Tribunal Administratif de Paris — Décision N° TA75-2318238

mardi 3 octobre 2023

JuridictionTribunal Administratif de Paris
SectionTribunal Administratif de Paris
N° DossierTA75-2318238
TypeDécision
FormationSection 8 - Chambre 2
Avocat requérantTHOMINETTE

Texte intégral

Vu la procédure suivante :

Par une requête et un mémoire, enregistrée les 1er et 14 août 2023, Mme C D, représentée par Me Thominette demande au tribunal :

1°) de l'admettre provisoirement à l'aide juridictionnelle ;

2°) d'annuler pour excès de pouvoir l'arrêté du 13 juillet 2023 par lequel le préfet de police l'a obligée à quitter le territoire français et a fixé le pays de destination ;

3°) d'enjoindre au préfet de police de réexaminer sa situation ;

4°) de mettre à la charge de l'Etat une somme de 1 500 euros en application de l'article L. 761-1 du code de justice administrative au profit de son conseil sous réserve pour celui-ci de renoncer à percevoir la part contributive de l'Etat à la mission d'aide juridictionnelle qui lui a été confiée en application des dispositions de l'article 37 de la loi du 10 juillet 1991.

Elle soutient que :

S'agissant de l'obligation de quitter le territoire :

- l'arrêté attaqué a été pris par une autorité incompétente ;

- l'arrêté attaqué est insuffisamment motivé ;

- l'arrêté a été pris à l'issue d'une procédure irrégulière car le préfet n'a pas procédé à un examen circonstancié de sa situation ;

- l'arrêté a été pris à l'issue d'une procédure irrégulière car le préfet a méconnu les droits de la défense ;

- le préfet a commis une erreur de droit et une erreur manifeste dans l'appréciation des conséquences de son arrêté sur sa situation personnelle ;

- le préfet a porté une atteinte disproportionnée à sa vie privée et familiale a méconnu tant les stipulations de l'article 3-1 de la convention internationale des droits de l'enfant du 26 janvier 1990 que celles de l'article 8 de la convention européenne de sauvegarde des droits de l'homme et des libertés fondamentales ;

S'agissant de la décision fixant e pays de destination :

- le préfet a méconnu les stipulations de l'article 3 de la convention européenne de sauvegarde des droits de l'homme et des libertés fondamentales ;

- l'obligation de quitter le territoire étant entachée d'illégalité, cette illégalité a pour effet d'entraîner son annulation pour défaut de base légale.
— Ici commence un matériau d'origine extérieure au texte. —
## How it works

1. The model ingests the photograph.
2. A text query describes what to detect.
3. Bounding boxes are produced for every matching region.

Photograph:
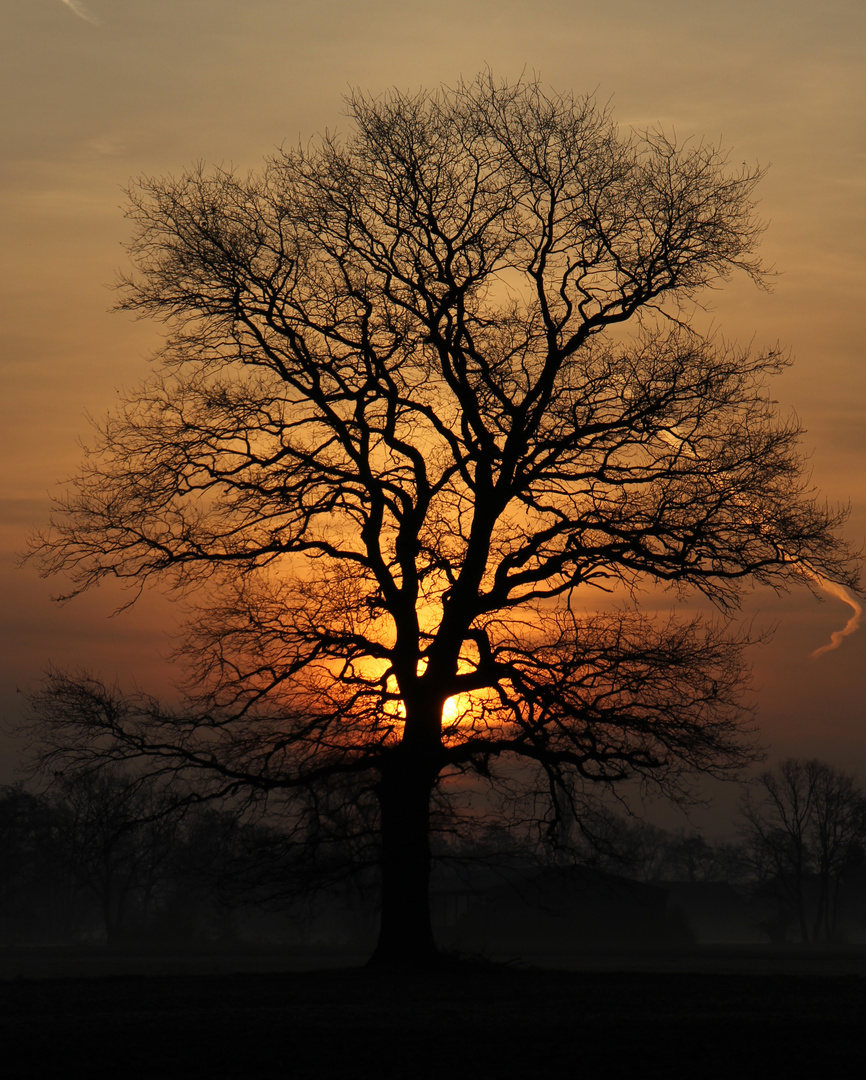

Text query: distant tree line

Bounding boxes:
[0,758,866,945]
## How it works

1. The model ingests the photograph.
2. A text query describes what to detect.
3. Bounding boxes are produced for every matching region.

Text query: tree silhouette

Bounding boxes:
[741,758,866,942]
[30,73,855,961]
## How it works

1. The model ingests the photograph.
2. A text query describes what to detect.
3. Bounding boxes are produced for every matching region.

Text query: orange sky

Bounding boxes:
[0,0,866,816]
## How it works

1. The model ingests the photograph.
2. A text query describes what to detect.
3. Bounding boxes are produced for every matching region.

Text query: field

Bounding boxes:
[0,950,866,1080]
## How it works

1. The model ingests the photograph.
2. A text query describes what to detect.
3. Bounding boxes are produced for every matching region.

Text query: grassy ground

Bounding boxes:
[0,964,866,1080]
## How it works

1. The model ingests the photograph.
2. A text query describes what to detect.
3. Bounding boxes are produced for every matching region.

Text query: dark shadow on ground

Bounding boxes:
[0,962,866,1080]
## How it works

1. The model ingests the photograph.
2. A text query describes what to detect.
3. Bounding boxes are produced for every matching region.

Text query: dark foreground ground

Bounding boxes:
[0,958,866,1080]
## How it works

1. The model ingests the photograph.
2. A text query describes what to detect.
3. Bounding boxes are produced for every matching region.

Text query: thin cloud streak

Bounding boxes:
[812,571,863,660]
[60,0,99,26]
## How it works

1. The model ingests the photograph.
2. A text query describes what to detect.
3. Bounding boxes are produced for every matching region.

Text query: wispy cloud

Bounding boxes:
[60,0,99,26]
[812,573,863,658]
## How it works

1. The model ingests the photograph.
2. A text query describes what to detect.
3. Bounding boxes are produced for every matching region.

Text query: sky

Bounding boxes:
[0,0,866,825]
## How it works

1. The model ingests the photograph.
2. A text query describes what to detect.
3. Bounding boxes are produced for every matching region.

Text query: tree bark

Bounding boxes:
[370,744,438,968]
Par un mémoire en défense, enregistré le 6 septembre 2023, le préfet de police conclut au rejet de la requête.

Il soutient que les moyens présentés par Mme D ne sont pas fondés.

Vu les autres pièces du dossier.

Vu :

- la convention européenne de sauvegarde des droits de l'homme et des libertés fondamentales ;

- la convention internationale des droits de l'enfant du 26 janvier 1990 ;

- la directive n° 2008/115 du 16 décembre 2008 ;

- le code de l'entrée et du séjour des étrangers et du droit d'asile ;

- le code des relations entre le public et l'administration ;

- le code de justice administrative.

Le président du tribunal a désigné M. Béal, en application de l'article R. 776-13-3 du code de justice administrative.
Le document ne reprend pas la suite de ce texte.